Furthermore, on 12 May 2019, Royal Decree-Law 8/20193 came into force. This Decree-Law expressly introduces the obligation for all companies to keep a daily register of all employees' standard working day, with their start and finish times. According to the ruling of the European Court of Justice (ECJ) of 12 May 2019,4 this obligation extends to all Member States and requires employers to set up an objective, reliable and accessible system registering the effective daily working time for each employee.

In accordance with this new ordinance, companies must negotiate with employees' representatives on how to organise and maintain that register, which must be kept for four years. Employees, their representatives and the labour inspectorate are entitled to access these registers.

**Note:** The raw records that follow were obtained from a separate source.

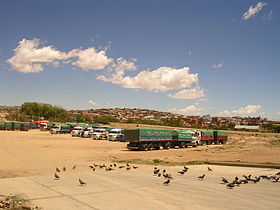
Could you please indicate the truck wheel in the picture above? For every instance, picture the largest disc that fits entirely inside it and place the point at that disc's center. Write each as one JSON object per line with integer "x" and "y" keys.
{"x": 145, "y": 147}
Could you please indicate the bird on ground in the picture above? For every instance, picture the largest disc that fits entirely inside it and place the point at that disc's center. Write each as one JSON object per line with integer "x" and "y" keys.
{"x": 56, "y": 176}
{"x": 82, "y": 182}
{"x": 224, "y": 180}
{"x": 201, "y": 177}
{"x": 186, "y": 168}
{"x": 230, "y": 185}
{"x": 166, "y": 182}
{"x": 181, "y": 172}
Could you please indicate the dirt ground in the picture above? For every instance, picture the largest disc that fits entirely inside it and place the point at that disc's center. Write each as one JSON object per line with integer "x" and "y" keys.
{"x": 38, "y": 153}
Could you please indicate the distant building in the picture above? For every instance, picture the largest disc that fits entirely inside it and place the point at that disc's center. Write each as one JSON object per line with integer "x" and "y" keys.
{"x": 247, "y": 127}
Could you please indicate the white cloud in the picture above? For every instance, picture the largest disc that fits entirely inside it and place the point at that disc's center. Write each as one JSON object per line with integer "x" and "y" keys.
{"x": 249, "y": 110}
{"x": 218, "y": 66}
{"x": 161, "y": 79}
{"x": 28, "y": 57}
{"x": 91, "y": 102}
{"x": 253, "y": 10}
{"x": 189, "y": 110}
{"x": 192, "y": 93}
{"x": 90, "y": 59}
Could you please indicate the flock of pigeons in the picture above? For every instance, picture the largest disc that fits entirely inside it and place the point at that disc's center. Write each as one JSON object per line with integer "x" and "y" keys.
{"x": 93, "y": 167}
{"x": 236, "y": 182}
{"x": 158, "y": 172}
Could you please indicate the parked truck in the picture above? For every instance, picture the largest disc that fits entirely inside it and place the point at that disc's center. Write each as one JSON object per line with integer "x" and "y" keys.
{"x": 212, "y": 137}
{"x": 60, "y": 129}
{"x": 116, "y": 134}
{"x": 148, "y": 138}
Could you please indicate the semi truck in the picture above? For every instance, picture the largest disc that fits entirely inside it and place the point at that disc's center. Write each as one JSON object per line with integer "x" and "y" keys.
{"x": 212, "y": 137}
{"x": 149, "y": 138}
{"x": 60, "y": 129}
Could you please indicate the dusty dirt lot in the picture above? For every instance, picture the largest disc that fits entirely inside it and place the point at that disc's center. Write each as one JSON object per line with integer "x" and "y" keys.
{"x": 38, "y": 153}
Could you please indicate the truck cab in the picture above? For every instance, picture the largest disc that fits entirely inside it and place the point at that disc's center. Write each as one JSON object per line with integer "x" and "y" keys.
{"x": 99, "y": 134}
{"x": 116, "y": 134}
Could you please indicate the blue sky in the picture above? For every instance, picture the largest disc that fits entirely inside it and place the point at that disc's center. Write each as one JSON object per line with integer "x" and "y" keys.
{"x": 191, "y": 57}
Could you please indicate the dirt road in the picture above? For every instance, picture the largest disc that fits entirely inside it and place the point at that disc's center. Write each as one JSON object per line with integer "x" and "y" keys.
{"x": 37, "y": 153}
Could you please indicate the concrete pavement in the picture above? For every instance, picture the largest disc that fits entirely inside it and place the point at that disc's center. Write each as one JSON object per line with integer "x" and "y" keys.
{"x": 139, "y": 189}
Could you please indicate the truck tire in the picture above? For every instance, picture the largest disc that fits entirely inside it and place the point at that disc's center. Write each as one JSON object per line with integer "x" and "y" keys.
{"x": 167, "y": 145}
{"x": 145, "y": 147}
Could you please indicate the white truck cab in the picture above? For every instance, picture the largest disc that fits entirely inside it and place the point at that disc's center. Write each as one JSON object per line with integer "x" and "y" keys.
{"x": 115, "y": 134}
{"x": 76, "y": 130}
{"x": 99, "y": 133}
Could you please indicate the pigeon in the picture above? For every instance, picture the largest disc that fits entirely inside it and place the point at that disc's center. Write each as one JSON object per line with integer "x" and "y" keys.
{"x": 224, "y": 180}
{"x": 181, "y": 172}
{"x": 230, "y": 185}
{"x": 201, "y": 177}
{"x": 166, "y": 182}
{"x": 56, "y": 176}
{"x": 82, "y": 182}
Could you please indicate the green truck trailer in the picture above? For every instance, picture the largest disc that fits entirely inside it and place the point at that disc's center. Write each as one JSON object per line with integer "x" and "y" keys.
{"x": 213, "y": 137}
{"x": 149, "y": 138}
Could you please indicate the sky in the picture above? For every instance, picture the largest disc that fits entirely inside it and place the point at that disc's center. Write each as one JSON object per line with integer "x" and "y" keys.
{"x": 189, "y": 57}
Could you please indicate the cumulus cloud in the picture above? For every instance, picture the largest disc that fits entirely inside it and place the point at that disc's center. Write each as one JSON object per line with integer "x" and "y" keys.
{"x": 243, "y": 111}
{"x": 253, "y": 10}
{"x": 91, "y": 102}
{"x": 90, "y": 59}
{"x": 161, "y": 79}
{"x": 189, "y": 110}
{"x": 218, "y": 66}
{"x": 29, "y": 57}
{"x": 192, "y": 93}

Directive 2019/1937 on the protection of persons who report breaches of union law was published in November 2019 and entered into force on 17 December 2019, and it requires that Member States implement the following:

  1. the obligation for companies with 50 or more workers to establish internal reporting channels; and
  2. protection for persons who report breaches of European Union law who have obtained their information in the context of their work-related activities, and provide a series of safeguards against possible retaliation.

ii Case law

As regards case law, there have been significant rulings issued by both national and international courts and affecting the following areas: video surveillance; discrimination against sick employees; termination for objective reasons based on justified absenteeism; consideration of working time; severance compensation for temporary employment contracts; tax exemption of severance compensation of senior management relationships; digital platforms and the gig economy; and compensation and benefits. These topics are discussed further below.

Video surveillance

Regarding video surveillance, the Grand Chamber of the European Court of Human Rights (ECHR) issued a ruling on 17 October 20195 revoking its prior ruling of 9 January 2018. The case concerned the disciplinary termination of several employees (supermarket cashiers) who by means of temporary security camera coverage had been recorded helping customers and other co-workers to steal items and stealing items themselves. The ECHR ruling of 2018 declared that the employees' privacy rights had been violated by the filming, which was done with temporary covert security cameras.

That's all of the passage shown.